When It’s Time to Sit Your Ass Down
Last week I was at my sister and her boyfriend's house upstate with family and was trying to be a helpful guest while wrangling two kids and a puppy. The kids are pretty self-sufficient overall but my little one still requires oversight during meals (or else they'll take two bites and decide they're done) and bath. My puppy was busy alternating between going apeshit over my sister's cats and peeing on the rug. If I left the room, he would lose his damn mind and come sprinting after me. Locking him away in a room would only have caused accidents. The only way to keep the puppy from getting into trouble (or eating the cats' food) was to keep him on my lap AT ALL TIMES, which made it impossible to do anything else.
I sat at the kitchen table, feeling tethered to this dog and unable to participate in cleaning (cleaning is my love language), or cooking, or any conversation that didn't take place near a seating area.
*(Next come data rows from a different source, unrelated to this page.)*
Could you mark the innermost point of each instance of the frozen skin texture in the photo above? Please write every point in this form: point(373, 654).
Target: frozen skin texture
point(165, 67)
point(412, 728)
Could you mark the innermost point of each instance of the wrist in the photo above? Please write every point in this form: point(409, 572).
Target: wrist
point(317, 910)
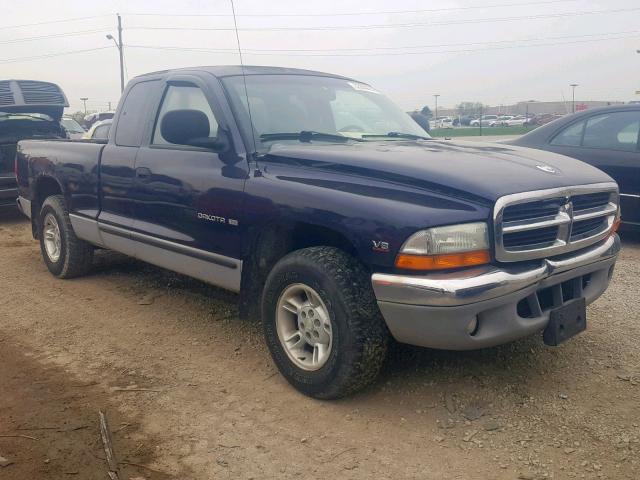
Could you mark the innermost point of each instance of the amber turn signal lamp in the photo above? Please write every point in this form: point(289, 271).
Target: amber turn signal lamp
point(443, 261)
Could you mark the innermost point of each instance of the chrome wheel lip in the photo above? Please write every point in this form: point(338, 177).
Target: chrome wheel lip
point(51, 237)
point(304, 327)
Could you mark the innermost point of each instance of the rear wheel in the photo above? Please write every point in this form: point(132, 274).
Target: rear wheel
point(322, 324)
point(65, 255)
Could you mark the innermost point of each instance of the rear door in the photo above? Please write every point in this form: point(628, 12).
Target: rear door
point(188, 200)
point(611, 142)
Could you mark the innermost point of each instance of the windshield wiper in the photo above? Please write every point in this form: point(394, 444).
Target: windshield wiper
point(22, 115)
point(306, 136)
point(410, 136)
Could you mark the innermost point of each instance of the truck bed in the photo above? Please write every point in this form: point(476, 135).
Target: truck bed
point(73, 164)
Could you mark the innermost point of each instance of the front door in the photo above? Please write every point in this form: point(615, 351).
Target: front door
point(188, 200)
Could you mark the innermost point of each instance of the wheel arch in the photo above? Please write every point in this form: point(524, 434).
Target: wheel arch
point(45, 186)
point(269, 244)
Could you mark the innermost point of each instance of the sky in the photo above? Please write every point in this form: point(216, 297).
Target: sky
point(496, 52)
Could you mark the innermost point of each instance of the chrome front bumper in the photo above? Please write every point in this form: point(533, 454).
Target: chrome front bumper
point(436, 310)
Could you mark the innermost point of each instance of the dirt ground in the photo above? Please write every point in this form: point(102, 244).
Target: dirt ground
point(191, 392)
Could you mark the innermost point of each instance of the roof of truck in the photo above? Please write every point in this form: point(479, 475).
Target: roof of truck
point(234, 70)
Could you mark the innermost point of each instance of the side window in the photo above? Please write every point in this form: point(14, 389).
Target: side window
point(134, 115)
point(570, 136)
point(614, 131)
point(101, 132)
point(184, 97)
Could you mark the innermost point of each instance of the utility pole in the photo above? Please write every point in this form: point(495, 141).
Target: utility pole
point(573, 97)
point(120, 47)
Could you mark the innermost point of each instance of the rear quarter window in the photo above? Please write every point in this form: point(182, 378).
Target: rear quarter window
point(135, 115)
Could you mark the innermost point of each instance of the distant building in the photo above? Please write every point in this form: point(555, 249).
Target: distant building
point(534, 107)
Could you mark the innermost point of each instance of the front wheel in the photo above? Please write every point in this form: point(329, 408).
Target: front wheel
point(322, 324)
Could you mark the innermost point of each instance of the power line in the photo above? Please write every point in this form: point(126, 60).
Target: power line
point(53, 35)
point(398, 25)
point(49, 55)
point(293, 54)
point(411, 47)
point(344, 14)
point(6, 27)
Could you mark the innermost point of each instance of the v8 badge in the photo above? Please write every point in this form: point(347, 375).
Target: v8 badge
point(380, 246)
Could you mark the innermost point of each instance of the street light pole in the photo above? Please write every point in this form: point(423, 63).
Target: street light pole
point(573, 97)
point(120, 47)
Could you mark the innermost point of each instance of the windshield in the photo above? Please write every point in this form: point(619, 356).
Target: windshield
point(5, 116)
point(296, 103)
point(71, 125)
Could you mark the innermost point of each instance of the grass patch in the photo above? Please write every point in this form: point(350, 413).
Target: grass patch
point(475, 131)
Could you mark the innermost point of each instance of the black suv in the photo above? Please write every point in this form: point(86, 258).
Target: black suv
point(28, 109)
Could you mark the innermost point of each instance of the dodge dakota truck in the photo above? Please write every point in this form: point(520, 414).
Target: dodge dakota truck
point(336, 218)
point(28, 109)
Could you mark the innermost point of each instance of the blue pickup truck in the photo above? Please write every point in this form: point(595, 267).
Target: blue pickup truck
point(334, 216)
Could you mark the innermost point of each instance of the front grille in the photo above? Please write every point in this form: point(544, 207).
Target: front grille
point(551, 222)
point(6, 95)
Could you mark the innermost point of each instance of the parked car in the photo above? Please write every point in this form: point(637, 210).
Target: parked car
point(443, 122)
point(607, 138)
point(99, 130)
point(339, 235)
point(421, 120)
point(516, 121)
point(28, 109)
point(485, 121)
point(501, 121)
point(465, 120)
point(92, 118)
point(74, 129)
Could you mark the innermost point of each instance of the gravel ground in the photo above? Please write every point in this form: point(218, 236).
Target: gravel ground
point(206, 402)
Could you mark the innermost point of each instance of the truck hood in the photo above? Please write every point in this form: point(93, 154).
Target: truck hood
point(473, 170)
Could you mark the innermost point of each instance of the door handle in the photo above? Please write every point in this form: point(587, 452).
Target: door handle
point(143, 172)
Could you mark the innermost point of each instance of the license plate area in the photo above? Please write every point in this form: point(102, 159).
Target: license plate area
point(565, 322)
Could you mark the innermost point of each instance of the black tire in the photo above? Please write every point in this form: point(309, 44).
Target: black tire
point(360, 336)
point(76, 256)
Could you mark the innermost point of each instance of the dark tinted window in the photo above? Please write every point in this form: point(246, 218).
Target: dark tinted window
point(135, 116)
point(570, 136)
point(181, 97)
point(613, 131)
point(101, 132)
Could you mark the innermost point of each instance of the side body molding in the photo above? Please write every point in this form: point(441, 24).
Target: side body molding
point(219, 270)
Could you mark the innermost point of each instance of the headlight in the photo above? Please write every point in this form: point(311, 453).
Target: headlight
point(440, 248)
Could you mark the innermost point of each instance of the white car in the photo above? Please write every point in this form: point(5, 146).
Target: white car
point(501, 121)
point(485, 121)
point(443, 122)
point(517, 121)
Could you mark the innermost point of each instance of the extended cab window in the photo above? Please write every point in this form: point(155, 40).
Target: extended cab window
point(184, 97)
point(101, 132)
point(134, 115)
point(614, 131)
point(570, 136)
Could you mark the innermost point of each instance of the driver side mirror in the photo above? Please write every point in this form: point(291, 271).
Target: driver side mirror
point(191, 127)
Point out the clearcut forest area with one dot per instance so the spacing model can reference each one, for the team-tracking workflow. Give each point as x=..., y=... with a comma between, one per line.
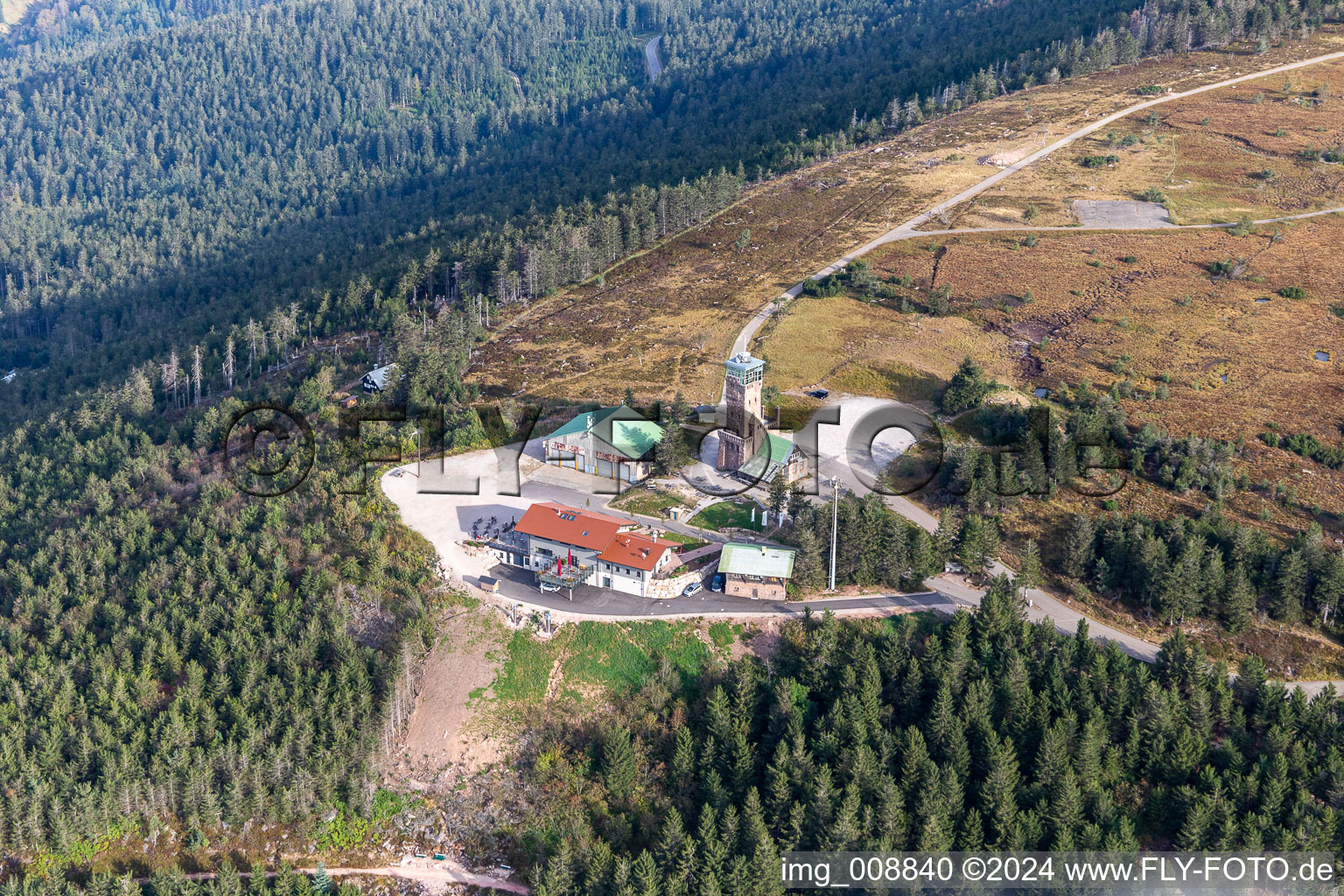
x=492, y=215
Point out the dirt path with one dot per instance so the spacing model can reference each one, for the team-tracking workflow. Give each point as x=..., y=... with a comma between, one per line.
x=458, y=665
x=1047, y=605
x=651, y=57
x=420, y=870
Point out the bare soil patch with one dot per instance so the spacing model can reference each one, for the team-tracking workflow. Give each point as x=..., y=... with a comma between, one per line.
x=441, y=732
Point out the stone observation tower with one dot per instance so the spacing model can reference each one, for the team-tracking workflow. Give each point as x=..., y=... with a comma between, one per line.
x=745, y=430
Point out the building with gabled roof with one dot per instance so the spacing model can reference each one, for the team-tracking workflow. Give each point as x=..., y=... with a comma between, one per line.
x=567, y=547
x=613, y=442
x=774, y=456
x=756, y=570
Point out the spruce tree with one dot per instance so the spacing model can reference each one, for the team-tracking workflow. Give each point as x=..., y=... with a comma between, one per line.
x=1238, y=601
x=1289, y=587
x=619, y=762
x=1078, y=546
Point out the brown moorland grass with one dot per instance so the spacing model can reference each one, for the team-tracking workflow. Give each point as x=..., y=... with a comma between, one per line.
x=1208, y=153
x=663, y=321
x=1161, y=315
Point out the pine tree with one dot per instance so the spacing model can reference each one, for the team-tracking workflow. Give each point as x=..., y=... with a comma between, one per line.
x=1238, y=601
x=1078, y=546
x=1028, y=577
x=808, y=572
x=947, y=536
x=1289, y=587
x=619, y=762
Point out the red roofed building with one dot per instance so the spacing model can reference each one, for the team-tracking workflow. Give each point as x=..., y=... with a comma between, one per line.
x=570, y=546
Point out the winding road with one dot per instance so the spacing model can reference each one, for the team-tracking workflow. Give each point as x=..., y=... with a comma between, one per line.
x=1043, y=605
x=651, y=57
x=443, y=517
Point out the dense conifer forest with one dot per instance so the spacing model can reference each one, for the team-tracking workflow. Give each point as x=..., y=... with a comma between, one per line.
x=983, y=732
x=193, y=196
x=260, y=156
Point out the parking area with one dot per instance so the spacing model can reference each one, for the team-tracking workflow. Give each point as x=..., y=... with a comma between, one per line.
x=1121, y=214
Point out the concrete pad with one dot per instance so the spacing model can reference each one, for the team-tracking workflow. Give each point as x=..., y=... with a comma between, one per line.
x=1121, y=214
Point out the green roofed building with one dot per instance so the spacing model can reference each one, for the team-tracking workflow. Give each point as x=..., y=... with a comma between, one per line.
x=756, y=570
x=774, y=454
x=613, y=442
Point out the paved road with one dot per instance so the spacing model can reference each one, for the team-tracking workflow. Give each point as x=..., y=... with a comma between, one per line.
x=907, y=228
x=1045, y=605
x=651, y=57
x=605, y=605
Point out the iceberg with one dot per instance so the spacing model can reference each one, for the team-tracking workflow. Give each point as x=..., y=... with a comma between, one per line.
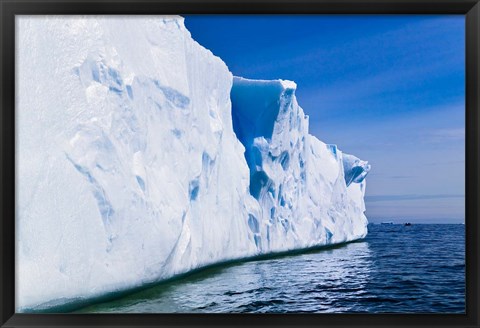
x=140, y=157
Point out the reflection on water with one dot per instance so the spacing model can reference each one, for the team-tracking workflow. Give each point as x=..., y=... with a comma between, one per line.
x=395, y=269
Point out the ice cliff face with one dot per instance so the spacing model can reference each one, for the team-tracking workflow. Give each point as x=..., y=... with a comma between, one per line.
x=130, y=169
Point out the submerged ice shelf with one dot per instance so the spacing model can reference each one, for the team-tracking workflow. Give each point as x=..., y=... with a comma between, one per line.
x=141, y=157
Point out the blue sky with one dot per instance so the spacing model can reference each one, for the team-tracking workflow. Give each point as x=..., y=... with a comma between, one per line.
x=388, y=89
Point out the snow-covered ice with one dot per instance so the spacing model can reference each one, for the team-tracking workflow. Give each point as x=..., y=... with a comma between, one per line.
x=139, y=156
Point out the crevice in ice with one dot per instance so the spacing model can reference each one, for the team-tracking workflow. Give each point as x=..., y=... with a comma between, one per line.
x=355, y=169
x=193, y=188
x=104, y=206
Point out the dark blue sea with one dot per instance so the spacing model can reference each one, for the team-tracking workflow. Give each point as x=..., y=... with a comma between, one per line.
x=395, y=269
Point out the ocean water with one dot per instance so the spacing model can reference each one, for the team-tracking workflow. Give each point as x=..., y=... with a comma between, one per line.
x=395, y=269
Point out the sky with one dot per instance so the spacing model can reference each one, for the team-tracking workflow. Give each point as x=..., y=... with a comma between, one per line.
x=388, y=89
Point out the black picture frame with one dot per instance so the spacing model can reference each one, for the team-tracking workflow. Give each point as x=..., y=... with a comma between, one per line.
x=9, y=8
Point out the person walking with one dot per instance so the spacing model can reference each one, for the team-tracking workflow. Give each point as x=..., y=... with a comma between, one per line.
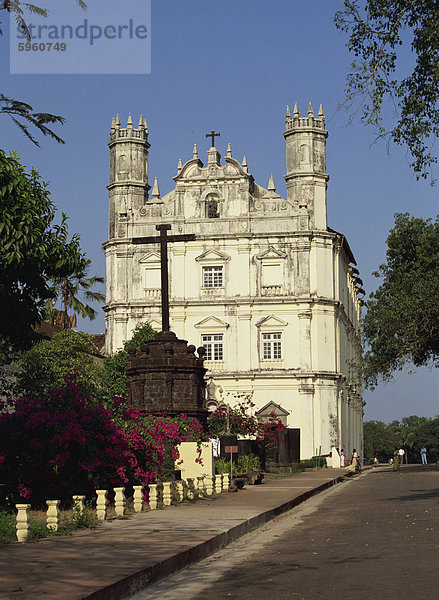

The feeling of being trapped and immobile was familiar. I remembered my younger motherhood, when I had a toddler who was stuck to me like glue and needed to be in my arms at every moment. I remembered how it took years for me to feel like I had any agency over my body. How it felt like I couldn't fully participate in anything because 70 percent of my physical and mental state was tied to managing a toddler.
I'm telling you this because I know as mothers how much we feel it is our "job" to constantly be doing, even when we are guests at someone else's house. You could look at having to hold a baby (or dog) 24/7 as an impediment to one's autonomy. Because it is. But you could also look at as your seldom-in-a-lifetime opportunity to simply sit your ass down. Think about that if you're over at family's this holiday and feel like you're not doing enough. Believe me -- you're doing enough and then some.